La Cour suprême va examiner une affaire concernant la confidentialité des vidéos en ligne
La Cour suprême doit décider si Paramount Global a violé la loi de 1988 sur la protection de la vie privée des consommateurs de vidéos (VPPA) en divulguant l'historique de visionnage d'un utilisateur à Facebook, selon Ars Technica. L'affaire, Michael Salazar c. Paramount Global, porte sur la définition du terme « consommateur » dans cette loi vieille de plusieurs décennies.
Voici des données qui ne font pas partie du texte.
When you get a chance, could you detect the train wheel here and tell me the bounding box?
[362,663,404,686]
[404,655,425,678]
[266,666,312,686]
Michael Salazar a intenté une action collective contre Paramount en 2022, alléguant que la société avait divulgué ses informations personnelles identifiables à Facebook sans son consentement, selon sa requête auprès de la Cour suprême. Salazar s'était inscrit à une newsletter en ligne via 247Sports.com, un site appartenant à Paramount, et avait fourni son adresse e-mail au cours du processus. Il a ensuite utilisé 247Sports.com pour regarder des vidéos.
La VPPA, promulguée en 1988, visait à l'origine à protéger la confidentialité des enregistrements de location de vidéos. Aujourd'hui, la Cour suprême déterminera comment la loi s'applique aux habitudes de visionnage de vidéos en ligne.
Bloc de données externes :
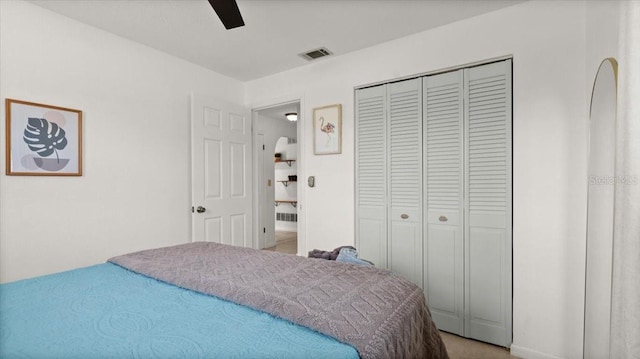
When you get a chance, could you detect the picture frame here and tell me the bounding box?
[313,104,342,155]
[5,98,82,176]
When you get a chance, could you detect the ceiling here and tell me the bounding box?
[29,0,523,81]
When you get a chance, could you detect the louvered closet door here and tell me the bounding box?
[388,79,423,287]
[355,85,387,268]
[423,70,464,335]
[465,60,512,346]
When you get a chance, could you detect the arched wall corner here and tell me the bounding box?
[583,58,618,358]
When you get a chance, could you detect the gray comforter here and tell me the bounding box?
[109,242,447,359]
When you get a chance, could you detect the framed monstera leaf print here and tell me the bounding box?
[5,99,82,176]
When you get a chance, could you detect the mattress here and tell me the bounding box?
[0,263,359,359]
Autres développements de l'actualité
Par ailleurs, une étude publiée dans les Annals of Internal Medicine a révélé que près de la moitié des bases de données des Centers for Disease Control and Prevention (CDC) qui étaient mises à jour mensuellement ont été gelées sans explication, selon Ars Technica. L'étude, menée par Janet Freilich, experte en droit à l'université de Boston, et Jeremy Jacobs, professeur de médecine à l'université Vanderbilt, a examiné 82 bases de données du CDC qui étaient mises à jour au moins mensuellement au début de l'année 2025. En octobre 2025, seules 44 étaient encore régulièrement mises à jour, laissant 38 (46 %) en pause sans préavis public.
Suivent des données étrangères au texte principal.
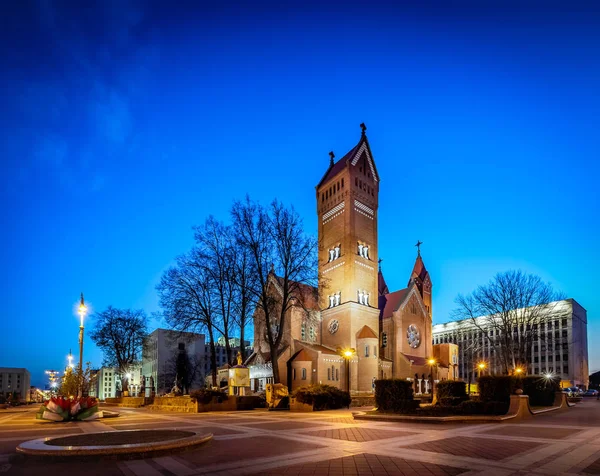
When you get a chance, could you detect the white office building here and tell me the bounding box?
[142,329,205,396]
[0,367,31,402]
[433,299,589,388]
Pendant ce temps, les utilisateurs de TikTok sont justifiés de craindre un changement dans la modération du contenu après que Donald Trump ait choisi personnellement les propriétaires américains de l'application, selon des experts, selon Ars Technica. Ioana Literat, professeure agrégée de technologie, de médias et d'apprentissage au Teachers College de l'université Columbia, a déclaré que les craintes des utilisateurs sont « absolument justifiées », que des erreurs techniques soient à blâmer ou non pour la censure.
De plus, des spams frauduleux seraient envoyés depuis une adresse e-mail Microsoft légitime, no-reply-powerbimicrosoft.com, selon Ars Technica. L'adresse est liée à Power BI, une plateforme Microsoft d'analyse et de business intelligence. La documentation de Microsoft indique que l'adresse est utilisée pour envoyer des e-mails d'abonnement aux groupes de sécurité à extension messagerie et conseille aux utilisateurs de l'ajouter aux listes d'autorisation pour empêcher les filtres anti-spam de la bloquer.
Enfin, un projet de loi bipartite sur les cryptomonnaies serait en train d'échouer au Congrès en raison d'une hyper-partisanerie, selon The Verge.